8. The first point urged before me is that the word 'transferable' in Section 20 only means transferable inter vivos and that, therefore, there is no prohibition as regards a will, which is not a transfer inter vivos. That section mentions the words 'not transferable' and 'voluntary transfer.' The word 'transfer' implies that the interest of the tenant is being assigned to another. In its ordinary meaning it applies to transfer inter vivos. A bequest, strictly speaking, is not a transfer at all. The legatee is a successor, but not a transferee. I am, therefore, of opinion that the words 'transferable' and 'transfer' in the section refer to transfers inter vivos, and not to bequests. It follows, therefore, that so far as this section is concerned there is no express prohibition against a bequest.
9. Section 22, however, deals with succession to a tenancy when a tenant dies. It provides that, when he dies his interest in the holding shall devolve in the way prescribed. Section 22, therefore, overrides the personal law of the tenant and confines the order of succession to that laid down by it. It was clearly intended that no devolution other than that mentioned would come into effect.
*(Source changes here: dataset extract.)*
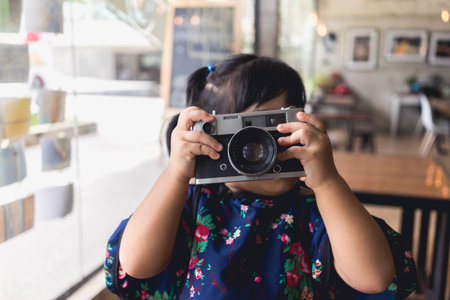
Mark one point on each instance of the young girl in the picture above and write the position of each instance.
(266, 239)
In my opinion this section excludes succession as a legatee. The learned Counsel for the parties have not been able to cite any case deciding one way or the other whether the interest in a tenancy can be bequeathed. I am nevertheless of opinion that ail other forms of succession have been totally abolished, and the personal law or common law abrogated. In my judgment a tenancy, if it has not been transferred in the way laid down by Section 20(2), cannot be bequeathed.
10. No other point has been pressed before me I would, therefore, allow the appeal in part, and modifying the decree of the Court below, dismiss the plaintiffs' suit as regards the last six plots measuring 587 acres in the fifth list called L appended to the plaint, which has been designated as list E by the lower appellate Court. The decree dismissing the claim as regards list F will, of course, stand. The cross-objections are accordingly dismissed. The parties are to receive and pay costs in proportion to their success and failure throughout.